Aston argues that the real power emerges when such solutions are combined. Technologies not originally designed to work together can be connected entrepreneurially to create holistic services that reshape everyday life.
“Tikkie makes me feel good,” he says. “There’s no friction, it’s instant. Then you start combining it with other technologies. You’ve got Tikkie on your phone, powered by ASML technology. Microsoft supports your entire mobile office. Add AI, and suddenly you have super-apps that knit everything together around how you behave.”
Connected future
Looking ahead, Aston envisions a world where payments and services fade seamlessly into the background. He points to concepts such as facial recognition payments, already being tested in retail environments like Amazon Go.
“Your phone knows where you are. You take a drink off the shelf, the store recognises you, takes the money and you move on.” Payment platforms like Tikkie will support that ecosystem, he believes, allowing technology to remove everyday burdens. “You become part of an integrated system, fully wired up and fully connected.”

NextWave-Infinium
Today, Aston is applying this thinking at NextWave-Infinium, where he is founder and CEO. The firm advises financial services institutions on transforming operating models through performance improvement and innovation, applying advanced technologies, AI and emerging tools to complex use cases.
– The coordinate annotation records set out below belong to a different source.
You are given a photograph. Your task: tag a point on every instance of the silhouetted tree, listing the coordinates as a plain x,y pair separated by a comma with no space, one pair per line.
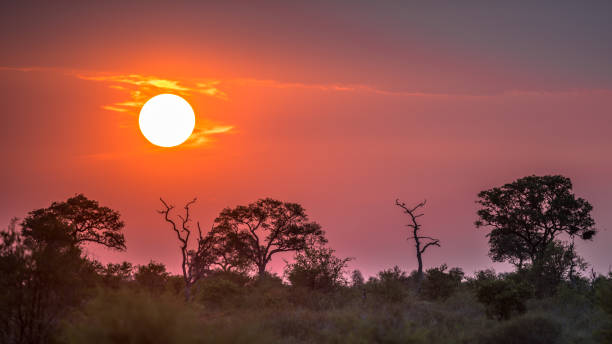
195,264
266,227
527,216
223,253
85,221
413,214
317,268
43,271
To illustrate the pace of change, he points to a personal example: intelligent glasses he has recently adopted. “My spectacles have GPS. They can transcribe and translate,” he says. “I use them to navigate without looking at my phone, transcribe client meetings, and translate conversations in places like Riyadh. I can speak to someone in Arabic and understand them in real time.”
For Aston, these developments underline a central message. “The future is already here,” he concludes. “When you collapse these technologies together, you become faster and more integrated into the global ecosystem – if you want to be. And it all starts with a ripple effect.”